Posted by themusicsover on October 19, 2014
June 4, 1954 – October 19, 2014
Performing with David Gilmour. Photo by David Plastik – Click To Order Quality Prints – Discount code: 10OFF
Raphael Ravenscroft was an in-demand session musician whose saxophone can be heard on albums by Robert Plant, Daft Punk, Mike Oldfield, Duffy, and Pink Floyd to name just a few. He most famously provided the iconic sax parts for Gerry Rafferty‘s 1978 hit single, “Baker Street.” The song reached #2 on the US charts, #1 in Canada and Australia, and #3 in the UK. In 2010, BMI recognized the it for having been played more than 5 million times around the world. Throughout his career, Ravenscroft also wrote several regarded saxophone instruction books. He also composed music for numerous major advertising campaigns. Ravenscroft semi-retired in 2012 due to health issues and died from a suspected heart attack on October 19, 2014. He was 60.
Posted in Musician, Rock | Tagged: Daft Punk, Duffy, Gerry Rafferty, Mike Oldfield, Pink Floyd, Raphael Ravescroft, Robert Plant | 3 Comments »
Posted by themusicsover on November 16, 2012
1927 – November 16, 2012
Bernard Lansky was a longtime Memphis clothing retailer who, along with his brother, Guy Lansky owned Lansky Brothers on Beale Street. Since the early ’50s, the Lansky brothers helped create a visual image for celebrities who appreciated their store’s simple yet classic suits. The long list of their musical clientele over the years included Rob Orbison, Isaac Hayes, Robert Plant, Dr. John, Johhny Cash, Jerry Lee Lewis, B.B. King, Steven Tyler, and most famously, Elvis Presley. One day back in 1952, Bernard invited a 17-year-old Presley into the store after seeing him continually window-shop outside his store. Presley, who was working at a local movie theater at the time, remarked to Bernard that he was going to buy him out if he ever made enough money. To that Bernard replied, “Don’t buy me, buy from me!”, and that is exactly what Presley did when he ultimately made it big. It was Lansky who put Presley in the suit he wore for that first appearance on The Ed Sullivan Show. And from then on, Presley was one of Lansky Broters’ most loyal customers, and in return, the Lanskys opened the shop for him late at night so he could shop in peace and even hand-delivered suits to Graceland to try on. When Presley died in 1977, it was Bernard who selected the suit and tie that he was buried in. Bernard Lansky was 85 when he passed away on November 16, 2012.
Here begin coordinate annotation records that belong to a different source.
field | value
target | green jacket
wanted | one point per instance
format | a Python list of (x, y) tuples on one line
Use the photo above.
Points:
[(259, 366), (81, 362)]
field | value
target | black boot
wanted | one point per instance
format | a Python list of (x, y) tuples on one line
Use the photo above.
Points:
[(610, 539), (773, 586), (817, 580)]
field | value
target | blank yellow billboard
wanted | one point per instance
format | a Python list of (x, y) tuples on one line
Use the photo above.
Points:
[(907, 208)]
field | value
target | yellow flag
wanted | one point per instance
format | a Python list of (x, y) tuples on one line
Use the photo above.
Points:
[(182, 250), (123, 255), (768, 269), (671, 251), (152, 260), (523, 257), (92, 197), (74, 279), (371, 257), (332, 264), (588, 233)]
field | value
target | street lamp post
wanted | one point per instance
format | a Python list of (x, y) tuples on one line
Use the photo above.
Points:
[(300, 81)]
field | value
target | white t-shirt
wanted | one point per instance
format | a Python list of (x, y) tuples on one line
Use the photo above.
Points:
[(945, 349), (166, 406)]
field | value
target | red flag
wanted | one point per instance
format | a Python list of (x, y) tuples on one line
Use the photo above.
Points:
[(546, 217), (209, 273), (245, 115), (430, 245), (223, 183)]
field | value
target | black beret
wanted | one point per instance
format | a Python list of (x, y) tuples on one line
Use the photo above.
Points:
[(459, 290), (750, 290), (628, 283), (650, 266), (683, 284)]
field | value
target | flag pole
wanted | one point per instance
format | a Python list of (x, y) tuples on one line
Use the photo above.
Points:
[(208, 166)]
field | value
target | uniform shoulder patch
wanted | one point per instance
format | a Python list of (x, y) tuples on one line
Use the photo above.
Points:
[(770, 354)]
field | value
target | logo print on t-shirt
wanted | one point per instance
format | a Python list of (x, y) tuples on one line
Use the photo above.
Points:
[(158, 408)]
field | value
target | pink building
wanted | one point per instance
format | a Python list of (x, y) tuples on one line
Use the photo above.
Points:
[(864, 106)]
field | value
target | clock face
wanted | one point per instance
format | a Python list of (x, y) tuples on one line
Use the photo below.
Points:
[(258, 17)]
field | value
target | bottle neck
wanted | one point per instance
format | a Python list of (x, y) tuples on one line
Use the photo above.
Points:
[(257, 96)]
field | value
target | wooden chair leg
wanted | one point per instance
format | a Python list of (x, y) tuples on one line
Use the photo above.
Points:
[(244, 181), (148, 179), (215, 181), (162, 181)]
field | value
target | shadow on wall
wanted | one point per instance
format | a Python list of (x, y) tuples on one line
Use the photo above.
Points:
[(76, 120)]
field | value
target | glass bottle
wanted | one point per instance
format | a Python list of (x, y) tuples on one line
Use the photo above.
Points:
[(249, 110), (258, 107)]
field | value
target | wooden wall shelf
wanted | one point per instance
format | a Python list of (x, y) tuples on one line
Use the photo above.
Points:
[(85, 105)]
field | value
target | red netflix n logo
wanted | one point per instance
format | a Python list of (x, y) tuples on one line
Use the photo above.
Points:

Thanks to Henk de Bruin for the asssist.
Posted in Other | Tagged: B. B. King, Bernard Lansky, Dr. John, Ed Sullivan, Elvis Presley, Guy Lansky, Isaac Hayes, Jerry Lee Lewis, Johnny Cash, Robert Plant, Roy Orbison, Steven Tyler | 1 Comment »
Posted by themusicsover on December 18, 2011
January 25, 1934 – December 18, 2011
Warren Hellman was a successful private equity investor whose Hellman & Friedman rose to become a multi-billion dollar firm. He was also a philanthropist and music junkie who founded AND funded San Francisco’s popular Hardly Strictly Bluegrass Festival. A banjo player himself, Hellman launched the Golden Gate Park event in 2001 to an audience of just 13,000. Since then, it has swelled to be one of the world’s greatest music events, drawing as many 500,000 each year over two days. And the best part, it is FREE to attend as Hellman’s gift back to the city. The inaugural festival presented just four acts on the main stage and another five on its second. Performers included Emmylou Harris, Alison Krauss, and Hazel Dickens. The 2011 event hosted over 100 performers including Chris Isaak, Bright Eyes, M. Ward, Steve Earle, Robert Plant, and Del McCoury. Warren Hellman was 77 when he died from complications of leukemia on December 18, 2011. Hellman reportedly left a trust fund to finance future festivals.
Do yourself a favor and attend Hardly Strictly Bluegrass Festival next year!
Posted in Musician | Tagged: Alison Krauss, Bright Eyes, Chris Isaak, Del McCoury, Emmylou Harris, Hazel Dickens, Robert Plant, Steve Earle, Warren Hellman | Leave a Comment »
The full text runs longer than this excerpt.